İsrail basınında yer alan haberlere göre, ABD Başkanı Donald Trump’ın 13-16 Mayıs tarihleri arasında Suudi Arabistan, Katar ve Birleşik Arap Emirlikleri’ne yaptığı ziyaret, İsrail Başbakanı Binyamin Netanyahu’ya "kovuldun" mesajı olarak yorumlandı. Trump’ın bu temasları, Washington yönetiminin bölgedeki diplomatik ağırlığını İsrail yerine diğer Orta Doğu ülkeleri üzerinden kurmayı hedeflediği şeklinde değerlendirildi.
Öne Çıkan Noktalar
Trump yönetiminin Türkiye’ye füze sistemleri ve F-35 savaş uçaklarının satışına onay vermeye hazırlanması, İsrail’in bölgede yıllardır koruduğu askeri üstünlük anlayışının sona erdiğine işaret ediyor. Bu durum, İsrail basınında ciddi bir dışlanmışlık duygusuyla ele alındı.
İran ile nükleer müzakerelere yeniden başlanması, Yemen’deki Husilerle ateşkes sağlanması, Suriye yaptırımlarının sona ereceğinin açıklanması gibi gelişmeler İsrail’in dış politika öncelikleriyle çelişiyor.

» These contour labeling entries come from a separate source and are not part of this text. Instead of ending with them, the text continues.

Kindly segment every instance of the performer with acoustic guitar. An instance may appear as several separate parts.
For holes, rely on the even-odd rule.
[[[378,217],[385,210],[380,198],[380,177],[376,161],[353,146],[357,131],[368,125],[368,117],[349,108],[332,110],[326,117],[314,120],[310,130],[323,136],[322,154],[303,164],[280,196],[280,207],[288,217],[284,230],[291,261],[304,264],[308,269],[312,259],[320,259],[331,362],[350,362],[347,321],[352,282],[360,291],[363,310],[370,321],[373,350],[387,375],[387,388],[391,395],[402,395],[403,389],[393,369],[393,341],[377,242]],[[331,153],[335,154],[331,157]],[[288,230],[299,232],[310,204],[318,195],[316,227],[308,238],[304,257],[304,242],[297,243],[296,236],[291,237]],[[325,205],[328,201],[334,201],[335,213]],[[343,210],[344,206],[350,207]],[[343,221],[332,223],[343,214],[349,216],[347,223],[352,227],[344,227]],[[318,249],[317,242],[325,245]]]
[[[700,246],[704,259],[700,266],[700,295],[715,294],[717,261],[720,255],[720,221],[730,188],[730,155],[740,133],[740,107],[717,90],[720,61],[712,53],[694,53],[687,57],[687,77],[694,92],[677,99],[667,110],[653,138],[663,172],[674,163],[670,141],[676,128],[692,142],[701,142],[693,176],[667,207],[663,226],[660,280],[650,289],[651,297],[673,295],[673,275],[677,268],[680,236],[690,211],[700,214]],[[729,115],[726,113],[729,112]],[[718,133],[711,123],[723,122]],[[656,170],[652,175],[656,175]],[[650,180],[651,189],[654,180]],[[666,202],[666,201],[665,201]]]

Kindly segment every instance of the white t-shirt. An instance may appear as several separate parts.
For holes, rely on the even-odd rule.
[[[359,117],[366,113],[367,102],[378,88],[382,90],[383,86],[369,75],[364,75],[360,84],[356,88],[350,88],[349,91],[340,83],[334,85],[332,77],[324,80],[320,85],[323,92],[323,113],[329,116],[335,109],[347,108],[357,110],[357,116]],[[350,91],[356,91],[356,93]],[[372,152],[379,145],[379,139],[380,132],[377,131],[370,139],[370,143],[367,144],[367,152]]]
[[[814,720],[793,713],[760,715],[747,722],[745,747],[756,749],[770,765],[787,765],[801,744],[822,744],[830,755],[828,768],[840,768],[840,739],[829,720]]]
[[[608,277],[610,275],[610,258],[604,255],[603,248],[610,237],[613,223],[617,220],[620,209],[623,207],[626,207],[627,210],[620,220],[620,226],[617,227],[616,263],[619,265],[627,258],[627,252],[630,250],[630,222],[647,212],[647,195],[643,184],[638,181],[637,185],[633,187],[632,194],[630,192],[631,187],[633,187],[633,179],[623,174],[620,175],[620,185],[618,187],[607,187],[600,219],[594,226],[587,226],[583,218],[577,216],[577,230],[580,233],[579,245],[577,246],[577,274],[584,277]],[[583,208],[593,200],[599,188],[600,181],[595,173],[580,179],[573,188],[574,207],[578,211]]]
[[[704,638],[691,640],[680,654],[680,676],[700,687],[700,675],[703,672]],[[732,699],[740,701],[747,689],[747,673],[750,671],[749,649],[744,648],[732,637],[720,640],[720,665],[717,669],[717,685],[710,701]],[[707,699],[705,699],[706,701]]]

Trump’ın bu kararları, Tel Aviv’in stratejik pozisyonunu zayıflatan hamleler olarak yorumlandı.
İsrail’in geleneksel olarak ABD ile olan yakın ittifakına güvendiği, ancak Netanyahu döneminde bu ilişkinin bozulmaya başladığı belirtiliyor. İsrail basınında yazan bazı köşe yazarları, İsrail’in artık dışlandığını ve karar alma masasında yer bulamadığını savunuyor.
Türkiye ile İlgili Yorumlar
Trump yönetiminin Ankara ile daha yakın ilişkiler kurmaya başladığı ve Türkiye’nin savunma sanayisine yönelik satışlara onay verilmesinin bu sürecin parçası olduğu vurgulanıyor. Bu gelişmenin, Türkiye’nin Orta Doğu’daki etkinliğini artıracağı öngörülüyor.
Genel Değerlendirme
Trump’ın son ziyaretleri, İsrail’in bölgedeki öncelikli müttefik konumunu zayıflatırken, Suudi Arabistan, Katar, Birleşik Arap Emirlikleri ve Türkiye gibi ülkelerin ön plana çıktığını gösteriyor. İsrail basını, Netanyahu’nun bu gelişmeler karşısında yalnız kaldığını ve İsrail’in diplomatik alanda büyük bir travma yaşadığını ifade ediyor.